QUITO (Reuters) – Ecuador’s main indigenous advocacy group urged its supporters on Monday to spoil their ballots in an April 11 presidential runoff, after a court denied indigenous candidate Yaku Perez’s request for a recount of first-round election results.
Perez alleges that the February vote – in which he placed third behind leftist economist Andres Arauz and conservative banker Guillermo Lasso – was marred by fraud. He had lagged Lasso by a narrow margin, according to official results.
“We will remain firm in our vision of resistance, and we will establish other mechanisms of struggle to bring forward the country’s popular and social demands,” Ecuador’s CONAIE indigenous grouping said in a statement.
The move could complicate efforts by Arauz, an ally of former president Rafael Correa, and Lasso to win support from the Andean country’s indigenous voters.
If the number of spoilt, or invalidated, ballots exceeds the total number of votes received by the two candidates in the runoff, the whole election is declared null and void under Ecuadorean law.
Perez had asked an electoral court to recount some 20,000 vote tally sheets that he said contained inconsistencies.
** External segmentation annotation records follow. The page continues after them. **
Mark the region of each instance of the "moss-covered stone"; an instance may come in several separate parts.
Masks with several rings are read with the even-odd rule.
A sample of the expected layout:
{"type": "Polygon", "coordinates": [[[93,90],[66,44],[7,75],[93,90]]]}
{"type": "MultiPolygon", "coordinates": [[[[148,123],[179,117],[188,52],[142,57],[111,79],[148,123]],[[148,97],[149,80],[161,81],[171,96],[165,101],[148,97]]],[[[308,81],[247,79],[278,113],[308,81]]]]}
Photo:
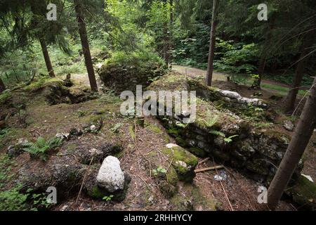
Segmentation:
{"type": "Polygon", "coordinates": [[[306,177],[300,176],[295,184],[286,193],[292,196],[295,202],[303,208],[316,210],[316,184],[306,177]]]}
{"type": "Polygon", "coordinates": [[[185,182],[192,182],[195,176],[194,170],[197,165],[197,158],[180,146],[165,148],[162,152],[172,159],[172,166],[176,169],[179,179],[185,182]]]}
{"type": "Polygon", "coordinates": [[[188,150],[193,155],[199,158],[205,158],[207,155],[206,152],[199,148],[190,148],[188,150]]]}

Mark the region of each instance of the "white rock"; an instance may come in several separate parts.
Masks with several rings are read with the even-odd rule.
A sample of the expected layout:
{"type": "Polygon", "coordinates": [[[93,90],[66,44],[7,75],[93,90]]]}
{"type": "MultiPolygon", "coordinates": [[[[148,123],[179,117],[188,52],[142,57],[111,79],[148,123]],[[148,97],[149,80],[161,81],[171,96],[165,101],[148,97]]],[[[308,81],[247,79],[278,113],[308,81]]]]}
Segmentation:
{"type": "Polygon", "coordinates": [[[107,157],[102,163],[97,176],[98,185],[110,193],[123,190],[124,174],[119,160],[113,156],[107,157]]]}
{"type": "Polygon", "coordinates": [[[293,131],[294,130],[294,124],[291,121],[284,121],[283,122],[283,127],[289,131],[293,131]]]}
{"type": "Polygon", "coordinates": [[[225,97],[228,97],[230,98],[242,98],[240,94],[239,94],[237,92],[235,91],[225,91],[225,90],[220,90],[220,93],[223,95],[225,97]]]}
{"type": "Polygon", "coordinates": [[[168,148],[172,148],[178,147],[178,146],[179,146],[176,145],[175,143],[168,143],[168,144],[166,145],[166,147],[167,147],[168,148]]]}
{"type": "Polygon", "coordinates": [[[56,138],[61,139],[68,139],[70,134],[69,133],[58,133],[55,136],[56,138]]]}
{"type": "Polygon", "coordinates": [[[185,167],[185,168],[187,167],[187,164],[185,162],[183,162],[183,161],[176,161],[176,164],[179,165],[179,166],[180,166],[180,167],[185,167]]]}
{"type": "Polygon", "coordinates": [[[91,131],[96,131],[97,128],[96,128],[96,125],[91,125],[91,126],[90,126],[90,130],[91,130],[91,131]]]}

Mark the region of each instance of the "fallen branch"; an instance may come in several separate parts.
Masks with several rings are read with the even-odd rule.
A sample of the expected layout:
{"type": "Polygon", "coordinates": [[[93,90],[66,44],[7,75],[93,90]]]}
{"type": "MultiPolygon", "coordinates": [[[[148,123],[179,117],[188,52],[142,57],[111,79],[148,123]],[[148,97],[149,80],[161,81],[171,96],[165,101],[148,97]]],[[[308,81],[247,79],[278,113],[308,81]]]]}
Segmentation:
{"type": "MultiPolygon", "coordinates": [[[[213,158],[213,162],[215,164],[213,158]]],[[[216,167],[215,167],[215,170],[216,171],[216,174],[218,175],[218,173],[217,172],[216,167]]],[[[230,205],[230,210],[234,211],[234,209],[232,208],[232,203],[230,203],[230,198],[228,198],[228,195],[227,195],[226,191],[225,191],[224,186],[223,185],[222,181],[220,180],[219,181],[220,181],[220,186],[222,186],[223,191],[224,191],[225,197],[226,197],[226,200],[228,202],[228,204],[230,205]]]]}
{"type": "Polygon", "coordinates": [[[91,161],[90,161],[90,163],[89,163],[89,165],[88,165],[88,169],[86,169],[86,173],[84,174],[84,179],[82,180],[81,186],[80,186],[79,193],[78,193],[78,196],[77,196],[77,199],[76,199],[76,205],[77,205],[77,203],[78,202],[78,200],[79,200],[79,197],[80,197],[80,194],[81,193],[82,188],[84,187],[84,181],[85,181],[85,180],[86,180],[86,175],[88,174],[88,172],[89,169],[90,169],[90,167],[91,166],[92,161],[93,161],[93,158],[94,158],[94,157],[93,157],[93,158],[91,158],[91,161]]]}
{"type": "Polygon", "coordinates": [[[223,169],[223,168],[224,168],[223,166],[216,166],[216,167],[207,167],[207,168],[204,168],[204,169],[195,169],[195,172],[196,174],[197,174],[197,173],[201,173],[202,172],[206,172],[206,171],[219,169],[223,169]]]}
{"type": "Polygon", "coordinates": [[[199,163],[197,165],[201,165],[205,162],[207,162],[209,160],[209,158],[206,158],[206,159],[204,159],[203,160],[199,162],[199,163]]]}

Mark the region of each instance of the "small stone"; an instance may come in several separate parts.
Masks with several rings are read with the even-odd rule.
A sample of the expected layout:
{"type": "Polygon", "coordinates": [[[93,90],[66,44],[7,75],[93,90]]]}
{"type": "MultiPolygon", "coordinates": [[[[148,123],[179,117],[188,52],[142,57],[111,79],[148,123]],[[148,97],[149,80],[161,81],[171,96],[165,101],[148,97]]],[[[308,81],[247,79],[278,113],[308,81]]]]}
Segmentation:
{"type": "Polygon", "coordinates": [[[184,168],[187,168],[187,164],[185,162],[183,162],[183,161],[176,161],[176,165],[177,165],[178,166],[180,166],[180,167],[183,167],[184,168]]]}
{"type": "Polygon", "coordinates": [[[96,125],[91,125],[91,126],[90,126],[90,130],[91,130],[92,132],[96,131],[97,128],[96,128],[96,125]]]}
{"type": "Polygon", "coordinates": [[[69,133],[57,133],[55,136],[56,138],[60,139],[67,139],[69,137],[70,134],[69,133]]]}
{"type": "Polygon", "coordinates": [[[167,147],[168,148],[172,148],[178,147],[178,145],[176,145],[175,143],[171,143],[166,145],[166,147],[167,147]]]}
{"type": "Polygon", "coordinates": [[[60,210],[61,211],[69,211],[69,205],[65,205],[60,210]]]}
{"type": "Polygon", "coordinates": [[[283,127],[289,131],[293,131],[294,130],[294,124],[289,120],[283,122],[283,127]]]}
{"type": "Polygon", "coordinates": [[[124,189],[124,179],[119,160],[113,156],[107,157],[103,160],[97,176],[98,185],[113,193],[124,189]]]}

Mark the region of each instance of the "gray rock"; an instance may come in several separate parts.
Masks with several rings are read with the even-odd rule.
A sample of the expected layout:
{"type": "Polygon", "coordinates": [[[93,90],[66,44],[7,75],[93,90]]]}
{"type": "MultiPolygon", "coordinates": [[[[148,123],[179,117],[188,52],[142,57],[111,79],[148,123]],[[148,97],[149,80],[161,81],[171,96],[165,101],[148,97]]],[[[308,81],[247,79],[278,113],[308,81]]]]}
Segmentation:
{"type": "Polygon", "coordinates": [[[124,174],[117,158],[108,156],[103,160],[98,173],[97,183],[110,193],[124,189],[124,174]]]}
{"type": "Polygon", "coordinates": [[[67,139],[69,135],[69,133],[57,133],[55,137],[64,140],[67,139]]]}
{"type": "Polygon", "coordinates": [[[294,124],[291,121],[284,121],[283,122],[283,127],[289,131],[293,131],[294,130],[294,124]]]}
{"type": "Polygon", "coordinates": [[[23,152],[23,146],[27,143],[27,139],[20,139],[16,144],[8,146],[6,153],[10,157],[18,157],[23,152]]]}

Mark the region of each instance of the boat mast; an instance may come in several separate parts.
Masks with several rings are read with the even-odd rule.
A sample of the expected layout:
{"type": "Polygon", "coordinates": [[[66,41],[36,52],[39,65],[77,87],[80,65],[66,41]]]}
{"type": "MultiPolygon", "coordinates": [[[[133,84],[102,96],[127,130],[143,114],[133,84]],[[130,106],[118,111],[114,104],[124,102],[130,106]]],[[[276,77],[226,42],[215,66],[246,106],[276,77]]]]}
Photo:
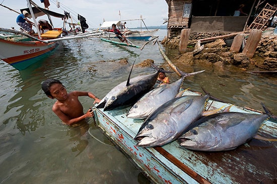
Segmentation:
{"type": "Polygon", "coordinates": [[[37,29],[37,34],[38,34],[38,37],[40,39],[41,39],[40,32],[39,31],[39,29],[38,29],[37,21],[36,20],[36,18],[35,18],[35,15],[34,14],[34,12],[33,12],[33,9],[32,9],[32,6],[31,5],[31,3],[30,3],[30,0],[26,0],[26,1],[28,4],[28,6],[29,7],[29,10],[30,10],[30,12],[31,12],[31,15],[32,15],[33,21],[34,21],[34,23],[35,23],[35,26],[37,29]]]}

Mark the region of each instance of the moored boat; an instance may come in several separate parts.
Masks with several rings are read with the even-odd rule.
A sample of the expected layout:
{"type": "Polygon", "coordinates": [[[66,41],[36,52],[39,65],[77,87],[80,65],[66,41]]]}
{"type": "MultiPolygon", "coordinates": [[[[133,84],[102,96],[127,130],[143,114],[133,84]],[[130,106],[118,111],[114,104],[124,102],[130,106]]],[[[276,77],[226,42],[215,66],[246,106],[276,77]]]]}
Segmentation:
{"type": "Polygon", "coordinates": [[[103,38],[101,38],[101,40],[103,40],[103,41],[105,41],[105,42],[112,43],[113,43],[113,44],[116,44],[116,45],[124,45],[124,46],[135,47],[135,48],[141,48],[141,47],[140,47],[139,46],[137,46],[137,45],[133,45],[133,44],[129,44],[129,45],[127,45],[127,44],[125,43],[116,42],[116,41],[110,40],[105,39],[103,38]]]}
{"type": "MultiPolygon", "coordinates": [[[[121,33],[122,33],[127,38],[142,40],[149,40],[150,38],[154,36],[155,34],[156,34],[158,31],[160,30],[160,29],[149,30],[147,28],[146,28],[146,31],[142,31],[142,28],[141,28],[140,31],[132,30],[129,29],[120,30],[120,25],[121,25],[121,22],[134,20],[140,20],[141,21],[143,21],[143,19],[140,19],[118,21],[105,21],[101,25],[100,28],[102,29],[106,29],[109,28],[111,28],[112,25],[113,24],[114,24],[116,25],[116,27],[120,30],[121,33]]],[[[105,33],[105,34],[104,34],[104,36],[101,36],[101,37],[115,37],[115,35],[113,33],[106,32],[105,33]]]]}
{"type": "MultiPolygon", "coordinates": [[[[21,10],[21,12],[27,11],[30,13],[30,15],[32,18],[47,15],[48,17],[51,16],[56,18],[64,18],[64,15],[42,9],[29,0],[26,1],[29,7],[31,7],[31,3],[34,7],[30,9],[22,9],[21,10]]],[[[59,42],[61,40],[99,36],[102,34],[100,32],[92,32],[78,35],[64,36],[66,35],[64,34],[64,33],[64,33],[61,28],[53,28],[52,30],[40,34],[38,27],[36,24],[36,19],[33,18],[33,20],[37,28],[37,34],[36,35],[30,35],[14,29],[0,28],[0,32],[5,33],[0,35],[0,59],[19,70],[24,70],[40,61],[42,58],[48,56],[48,54],[50,54],[59,45],[59,42]],[[8,35],[7,33],[10,35],[8,35]],[[11,39],[11,37],[13,37],[13,39],[11,39]]]]}
{"type": "MultiPolygon", "coordinates": [[[[197,95],[186,91],[183,95],[197,95]]],[[[209,101],[209,110],[231,104],[209,101]]],[[[276,142],[253,139],[233,150],[205,152],[190,150],[177,141],[162,146],[144,148],[133,139],[143,120],[126,116],[129,108],[103,111],[94,108],[96,123],[111,140],[130,158],[153,181],[167,183],[252,183],[275,181],[276,142]]],[[[231,112],[259,114],[233,106],[231,112]]],[[[277,138],[277,125],[265,121],[258,134],[277,138]]]]}

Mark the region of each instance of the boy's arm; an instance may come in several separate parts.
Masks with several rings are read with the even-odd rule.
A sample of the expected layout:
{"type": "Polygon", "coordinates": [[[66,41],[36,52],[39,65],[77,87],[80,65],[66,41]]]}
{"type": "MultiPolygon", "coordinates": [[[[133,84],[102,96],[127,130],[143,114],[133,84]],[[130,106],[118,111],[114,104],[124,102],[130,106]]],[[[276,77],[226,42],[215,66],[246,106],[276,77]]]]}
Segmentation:
{"type": "Polygon", "coordinates": [[[53,106],[52,108],[53,112],[58,116],[66,125],[71,126],[76,123],[80,122],[81,120],[84,120],[86,118],[93,117],[94,116],[93,112],[91,109],[88,111],[88,112],[84,115],[74,119],[70,119],[67,116],[62,112],[60,110],[57,108],[55,106],[53,106]]]}
{"type": "Polygon", "coordinates": [[[101,99],[98,99],[97,97],[91,92],[74,91],[74,93],[76,93],[78,96],[88,96],[89,97],[93,99],[94,100],[94,103],[93,104],[95,104],[95,103],[99,103],[101,101],[101,99]]]}

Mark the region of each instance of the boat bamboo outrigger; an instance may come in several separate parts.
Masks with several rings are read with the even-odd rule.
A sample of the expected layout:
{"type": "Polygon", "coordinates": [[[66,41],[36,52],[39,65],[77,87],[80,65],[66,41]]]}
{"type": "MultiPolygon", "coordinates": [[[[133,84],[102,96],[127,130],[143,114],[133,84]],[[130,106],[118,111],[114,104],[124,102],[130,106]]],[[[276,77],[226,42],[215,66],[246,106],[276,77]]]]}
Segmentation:
{"type": "MultiPolygon", "coordinates": [[[[47,15],[48,17],[52,16],[61,18],[64,18],[64,15],[41,8],[33,2],[26,1],[29,8],[21,11],[22,12],[24,10],[26,10],[31,13],[31,17],[36,26],[38,37],[15,30],[0,28],[1,32],[12,33],[24,36],[24,40],[17,39],[16,41],[7,39],[5,36],[0,36],[0,59],[19,70],[26,69],[42,58],[46,57],[48,54],[50,53],[59,45],[59,41],[61,40],[99,36],[102,34],[89,32],[76,36],[63,36],[61,28],[54,28],[52,31],[41,34],[35,18],[47,15]],[[34,7],[32,7],[31,3],[34,7]],[[26,38],[29,40],[26,41],[26,38]]],[[[50,19],[49,21],[51,22],[50,19]]]]}
{"type": "MultiPolygon", "coordinates": [[[[122,22],[124,22],[126,21],[141,21],[141,30],[140,31],[132,31],[130,29],[121,29],[120,31],[121,33],[127,38],[130,39],[135,39],[135,40],[148,40],[150,38],[153,37],[154,35],[160,30],[159,29],[156,29],[153,30],[149,30],[146,26],[144,20],[145,19],[143,19],[141,16],[140,19],[129,19],[129,20],[124,20],[120,21],[104,21],[103,24],[101,25],[100,28],[103,29],[105,29],[108,28],[111,28],[112,25],[114,24],[116,25],[116,27],[120,30],[121,25],[122,22]],[[147,31],[142,31],[142,23],[143,23],[145,28],[147,29],[147,31]]],[[[114,34],[113,34],[112,33],[106,33],[106,36],[108,37],[113,37],[115,36],[114,34]]]]}

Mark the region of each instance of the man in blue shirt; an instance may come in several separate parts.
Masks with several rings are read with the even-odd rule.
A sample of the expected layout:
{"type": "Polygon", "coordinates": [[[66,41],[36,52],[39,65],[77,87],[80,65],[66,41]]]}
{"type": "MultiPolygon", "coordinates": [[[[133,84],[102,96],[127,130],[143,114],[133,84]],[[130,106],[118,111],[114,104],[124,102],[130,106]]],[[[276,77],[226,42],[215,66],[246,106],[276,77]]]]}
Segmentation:
{"type": "Polygon", "coordinates": [[[34,33],[32,29],[32,25],[35,25],[35,24],[28,20],[27,17],[29,13],[26,10],[23,11],[22,14],[20,14],[16,19],[17,24],[22,27],[24,30],[28,32],[29,34],[34,33]]]}

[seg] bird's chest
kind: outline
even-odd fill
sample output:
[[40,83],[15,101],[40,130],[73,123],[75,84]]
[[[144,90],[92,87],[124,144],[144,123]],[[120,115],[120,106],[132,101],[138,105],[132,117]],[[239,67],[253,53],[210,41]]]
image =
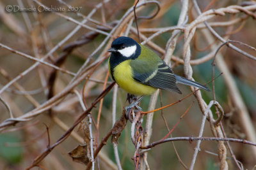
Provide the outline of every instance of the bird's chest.
[[115,80],[122,88],[132,85],[132,69],[129,65],[129,60],[125,60],[117,65],[113,70]]
[[156,91],[156,88],[137,82],[133,78],[130,60],[125,60],[113,70],[113,76],[118,85],[127,92],[134,95],[148,95]]

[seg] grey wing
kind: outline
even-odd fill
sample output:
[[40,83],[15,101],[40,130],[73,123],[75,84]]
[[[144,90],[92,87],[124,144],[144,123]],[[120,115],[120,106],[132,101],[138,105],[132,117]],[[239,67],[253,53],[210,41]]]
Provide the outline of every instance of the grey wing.
[[172,69],[164,62],[158,62],[154,71],[140,73],[133,69],[133,78],[143,84],[182,94],[176,85],[176,78]]

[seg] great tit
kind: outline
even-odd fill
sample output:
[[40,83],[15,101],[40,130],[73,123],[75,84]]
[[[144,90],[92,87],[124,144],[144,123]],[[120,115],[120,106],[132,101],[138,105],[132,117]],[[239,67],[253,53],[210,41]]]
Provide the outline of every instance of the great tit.
[[198,82],[175,74],[156,53],[131,38],[117,38],[108,52],[111,53],[108,69],[112,79],[130,94],[149,95],[157,89],[181,94],[177,83],[210,91]]

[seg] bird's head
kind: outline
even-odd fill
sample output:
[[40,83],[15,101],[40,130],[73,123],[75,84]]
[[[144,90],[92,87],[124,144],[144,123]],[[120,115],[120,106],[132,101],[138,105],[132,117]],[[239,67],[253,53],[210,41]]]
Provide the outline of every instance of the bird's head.
[[108,52],[122,55],[127,58],[136,58],[140,54],[141,47],[132,38],[121,36],[116,38]]

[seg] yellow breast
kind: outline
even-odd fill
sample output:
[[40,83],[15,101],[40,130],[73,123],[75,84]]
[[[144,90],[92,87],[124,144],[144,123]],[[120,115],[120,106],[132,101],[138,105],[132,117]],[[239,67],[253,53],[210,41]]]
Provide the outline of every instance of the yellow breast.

The court declined his request, arguing it lacked a legal basis.
Official results from the first round showed Arauz won 32.7% of the vote, while Lasso received 19.74% and Perez lagged just behind, on 19.39%. Some 10% of votes cast were declared invalid.
Enrique Pita, vice president of the National Electoral Council, told reporters he did not think the move by Pachakutik, the political arm of CONAIE, would impact the vote.
Indigenous groups in 2019 led mass protests against President Lenin Moreno’s market-friendly reforms.